[ovs-dev] [PATCH v7] netdev-dpdk: Add support for vHost dequeue zero copy (experimental)

Ilya Maximets i.maximets at samsung.com
Tue Dec 26 11:05:34 UTC 2017


On 19.12.2017 19:44, Ciara Loftus wrote:
> Enabled per port like so:
> ovs-vsctl set Interface dpdkvhostuserclient0 options:dq-zero-copy=true
> 
> If the device is already active at the point of enabling/disabling the
> feature via ovs-vsctl, one must reload the guest driver or reboot the VM
> in order for the feature to be successfully enabled/disabled.
> 
> When packets from a vHost device with zero copy enabled are destined for
> a single 'dpdk' port, the number of tx descriptors on that 'dpdk' port
> must be set to a smaller value. 128 is recommended. This can be achieved
> like so:
> 
> ovs-vsctl set Interface dpdkport options:n_txq_desc=128
> 
> Note: The sum of the tx descriptors of all 'dpdk' ports the VM will send
> to should not exceed 128. Due to this requirement, the feature is
> considered 'experimental'.
> 
> Signed-off-by: Ciara Loftus <ciara.loftus at intel.com>
> ---
> v7:
> * Remove support for zc for dpdkvhostuser ports & patch 1 in the series.

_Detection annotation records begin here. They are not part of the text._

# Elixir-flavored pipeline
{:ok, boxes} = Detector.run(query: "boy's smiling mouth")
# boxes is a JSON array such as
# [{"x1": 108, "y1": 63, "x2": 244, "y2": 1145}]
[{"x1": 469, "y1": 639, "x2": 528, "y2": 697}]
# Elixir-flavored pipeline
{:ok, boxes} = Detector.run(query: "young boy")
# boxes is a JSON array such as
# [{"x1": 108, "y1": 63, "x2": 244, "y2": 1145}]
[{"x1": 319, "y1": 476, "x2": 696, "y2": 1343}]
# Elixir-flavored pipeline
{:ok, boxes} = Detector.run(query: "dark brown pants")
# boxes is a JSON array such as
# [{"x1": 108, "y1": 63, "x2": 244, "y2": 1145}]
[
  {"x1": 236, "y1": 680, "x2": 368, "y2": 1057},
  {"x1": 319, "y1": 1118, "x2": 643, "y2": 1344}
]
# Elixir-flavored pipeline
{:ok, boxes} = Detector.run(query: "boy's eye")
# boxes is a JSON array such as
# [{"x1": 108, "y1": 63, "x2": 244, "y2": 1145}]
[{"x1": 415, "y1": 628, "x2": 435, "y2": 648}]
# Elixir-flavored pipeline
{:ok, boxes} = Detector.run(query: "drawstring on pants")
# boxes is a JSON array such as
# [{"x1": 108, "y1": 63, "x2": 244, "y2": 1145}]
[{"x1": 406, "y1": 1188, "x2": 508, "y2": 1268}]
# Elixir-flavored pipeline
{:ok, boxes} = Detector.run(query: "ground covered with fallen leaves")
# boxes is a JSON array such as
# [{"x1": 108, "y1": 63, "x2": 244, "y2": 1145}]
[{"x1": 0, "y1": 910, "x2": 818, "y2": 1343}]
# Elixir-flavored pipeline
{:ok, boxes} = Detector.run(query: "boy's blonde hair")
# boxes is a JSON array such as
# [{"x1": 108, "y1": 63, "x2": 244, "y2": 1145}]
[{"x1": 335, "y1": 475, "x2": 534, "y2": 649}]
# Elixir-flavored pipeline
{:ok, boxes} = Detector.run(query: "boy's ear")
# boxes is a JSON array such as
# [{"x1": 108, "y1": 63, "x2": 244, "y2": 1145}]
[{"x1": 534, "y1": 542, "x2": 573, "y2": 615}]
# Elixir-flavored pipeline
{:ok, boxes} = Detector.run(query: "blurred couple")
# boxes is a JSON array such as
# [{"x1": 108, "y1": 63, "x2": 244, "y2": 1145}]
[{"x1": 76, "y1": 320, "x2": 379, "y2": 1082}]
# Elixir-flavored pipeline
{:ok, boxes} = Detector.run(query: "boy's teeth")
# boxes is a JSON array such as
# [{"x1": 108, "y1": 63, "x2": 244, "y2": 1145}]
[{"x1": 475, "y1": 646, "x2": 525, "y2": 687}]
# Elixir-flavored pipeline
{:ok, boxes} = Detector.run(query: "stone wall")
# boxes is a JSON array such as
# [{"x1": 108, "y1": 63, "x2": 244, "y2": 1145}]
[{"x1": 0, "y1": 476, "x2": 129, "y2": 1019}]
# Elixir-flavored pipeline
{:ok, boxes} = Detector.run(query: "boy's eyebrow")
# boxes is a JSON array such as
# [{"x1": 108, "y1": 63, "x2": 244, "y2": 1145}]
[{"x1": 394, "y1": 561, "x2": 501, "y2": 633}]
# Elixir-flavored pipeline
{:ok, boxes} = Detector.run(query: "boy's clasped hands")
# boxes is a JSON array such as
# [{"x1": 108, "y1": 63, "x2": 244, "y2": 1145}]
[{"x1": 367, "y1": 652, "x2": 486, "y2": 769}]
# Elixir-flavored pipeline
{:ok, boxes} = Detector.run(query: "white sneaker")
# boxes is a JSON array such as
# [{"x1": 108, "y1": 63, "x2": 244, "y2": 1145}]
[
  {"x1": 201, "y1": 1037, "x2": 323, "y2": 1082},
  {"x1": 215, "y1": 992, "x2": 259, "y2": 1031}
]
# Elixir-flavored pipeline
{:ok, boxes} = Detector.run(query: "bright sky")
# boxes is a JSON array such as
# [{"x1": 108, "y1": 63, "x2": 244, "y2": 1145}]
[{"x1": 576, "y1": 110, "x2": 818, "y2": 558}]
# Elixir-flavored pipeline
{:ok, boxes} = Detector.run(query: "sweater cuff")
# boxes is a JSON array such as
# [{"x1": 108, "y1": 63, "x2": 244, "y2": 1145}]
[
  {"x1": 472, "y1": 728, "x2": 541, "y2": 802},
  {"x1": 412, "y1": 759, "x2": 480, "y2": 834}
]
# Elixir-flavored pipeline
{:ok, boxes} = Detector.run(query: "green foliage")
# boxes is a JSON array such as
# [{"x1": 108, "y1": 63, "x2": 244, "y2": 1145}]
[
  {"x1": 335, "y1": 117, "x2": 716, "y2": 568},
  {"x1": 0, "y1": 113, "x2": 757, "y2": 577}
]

> * Remove entry from howto Documentation as the document in its current
> state is only relevant to dpdkvhostuser ports which do not support the
> feature.
> * Use ref: link to queue size documentation.

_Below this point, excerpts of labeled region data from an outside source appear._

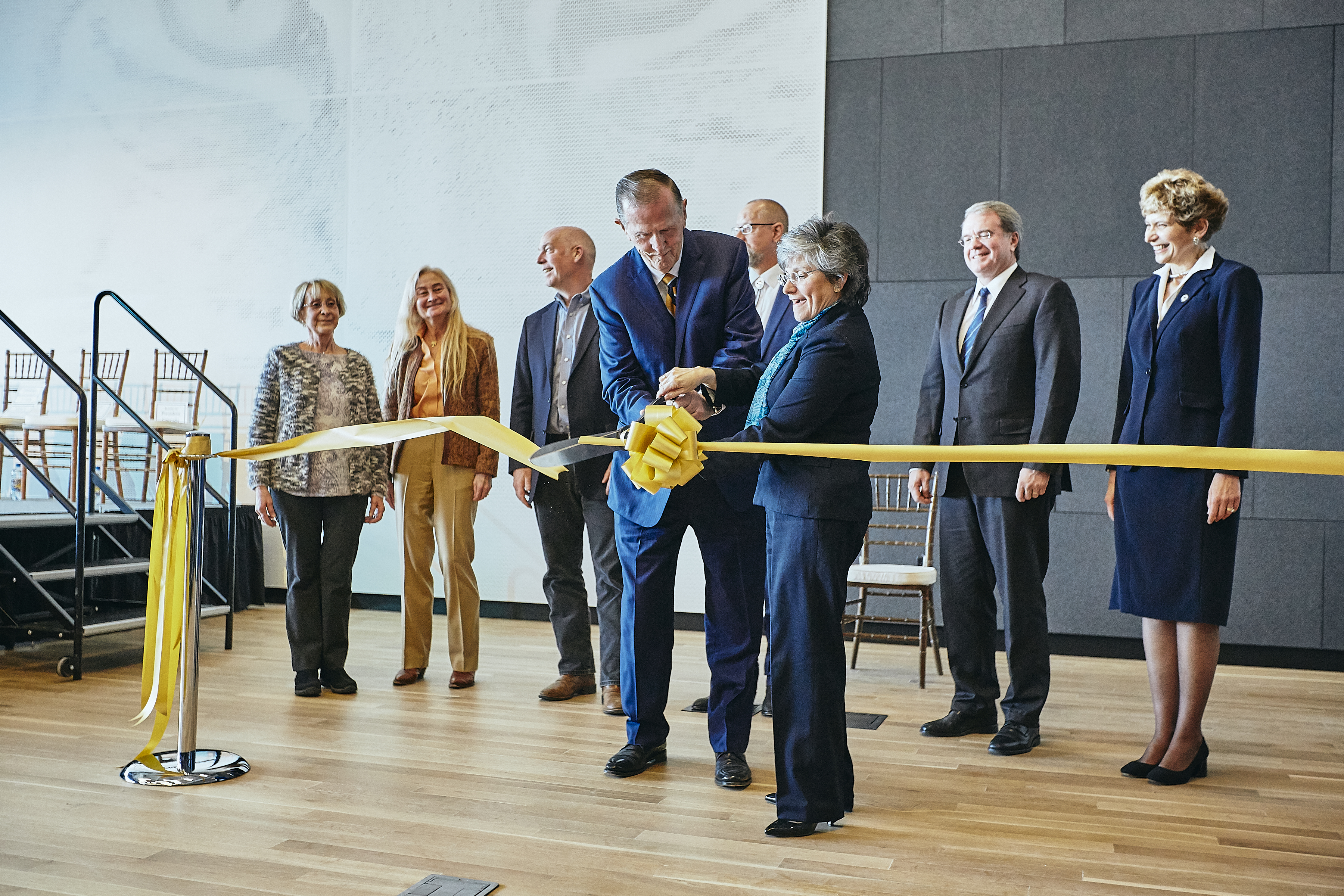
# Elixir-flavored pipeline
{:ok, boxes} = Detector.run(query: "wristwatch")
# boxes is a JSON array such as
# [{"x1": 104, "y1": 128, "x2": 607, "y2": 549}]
[{"x1": 695, "y1": 383, "x2": 724, "y2": 416}]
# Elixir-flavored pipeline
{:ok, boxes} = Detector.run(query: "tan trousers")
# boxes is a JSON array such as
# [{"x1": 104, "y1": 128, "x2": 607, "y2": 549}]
[{"x1": 392, "y1": 435, "x2": 481, "y2": 672}]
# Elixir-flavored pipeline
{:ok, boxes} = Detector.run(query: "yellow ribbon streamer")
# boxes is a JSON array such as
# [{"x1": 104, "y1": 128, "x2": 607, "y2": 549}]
[
  {"x1": 217, "y1": 416, "x2": 564, "y2": 480},
  {"x1": 132, "y1": 451, "x2": 191, "y2": 772}
]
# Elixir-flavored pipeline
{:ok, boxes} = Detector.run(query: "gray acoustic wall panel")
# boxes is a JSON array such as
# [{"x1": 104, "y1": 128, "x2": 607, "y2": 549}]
[
  {"x1": 1265, "y1": 0, "x2": 1344, "y2": 28},
  {"x1": 876, "y1": 52, "x2": 1003, "y2": 285},
  {"x1": 827, "y1": 0, "x2": 942, "y2": 60},
  {"x1": 1064, "y1": 0, "x2": 1263, "y2": 43},
  {"x1": 822, "y1": 59, "x2": 882, "y2": 261},
  {"x1": 1223, "y1": 520, "x2": 1326, "y2": 647},
  {"x1": 1321, "y1": 523, "x2": 1344, "y2": 650},
  {"x1": 1000, "y1": 38, "x2": 1194, "y2": 277},
  {"x1": 825, "y1": 0, "x2": 1344, "y2": 650},
  {"x1": 1199, "y1": 28, "x2": 1335, "y2": 274},
  {"x1": 942, "y1": 0, "x2": 1064, "y2": 52}
]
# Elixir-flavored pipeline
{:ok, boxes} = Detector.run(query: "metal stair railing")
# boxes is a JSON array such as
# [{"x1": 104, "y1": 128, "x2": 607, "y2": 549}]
[
  {"x1": 0, "y1": 310, "x2": 89, "y2": 680},
  {"x1": 91, "y1": 289, "x2": 238, "y2": 650}
]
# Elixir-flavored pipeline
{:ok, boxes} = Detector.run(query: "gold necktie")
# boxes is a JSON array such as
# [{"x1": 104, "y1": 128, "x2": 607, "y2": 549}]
[{"x1": 663, "y1": 274, "x2": 676, "y2": 317}]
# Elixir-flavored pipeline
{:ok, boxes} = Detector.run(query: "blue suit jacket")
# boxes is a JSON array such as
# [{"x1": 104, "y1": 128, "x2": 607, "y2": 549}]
[
  {"x1": 590, "y1": 230, "x2": 761, "y2": 525},
  {"x1": 761, "y1": 286, "x2": 798, "y2": 360},
  {"x1": 1111, "y1": 254, "x2": 1263, "y2": 477},
  {"x1": 508, "y1": 301, "x2": 617, "y2": 500},
  {"x1": 711, "y1": 308, "x2": 882, "y2": 523}
]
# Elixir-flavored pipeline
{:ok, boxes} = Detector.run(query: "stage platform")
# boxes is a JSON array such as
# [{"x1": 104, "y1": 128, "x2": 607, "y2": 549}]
[{"x1": 0, "y1": 607, "x2": 1344, "y2": 896}]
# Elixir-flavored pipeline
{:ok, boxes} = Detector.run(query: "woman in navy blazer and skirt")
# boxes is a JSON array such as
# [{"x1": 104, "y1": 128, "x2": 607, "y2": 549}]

> * Elaborate on details of NIC descriptors limitation eg. cases where
> packets are destined to >1 NICs.
> * Fix comment about padding in netdev-dpdk struct.
> 
>  Documentation/intro/install/dpdk.rst     |  2 +
>  Documentation/topics/dpdk/vhost-user.rst | 71 +++++++++++++++++++++++
>  NEWS                                     |  1 +
>  lib/netdev-dpdk.c                        | 97 ++++++++++++++++++++++++++++----
>  vswitchd/vswitch.xml                     | 13 +++++
>  5 files changed, 174 insertions(+), 10 deletions(-)
> 
> diff --git a/Documentation/intro/install/dpdk.rst b/Documentation/intro/install/dpdk.rst
> index 3fecb5c..087eb88 100644
> --- a/Documentation/intro/install/dpdk.rst
> +++ b/Documentation/intro/install/dpdk.rst
> @@ -518,6 +518,8 @@ The above command sets the number of rx queues for DPDK physical interface.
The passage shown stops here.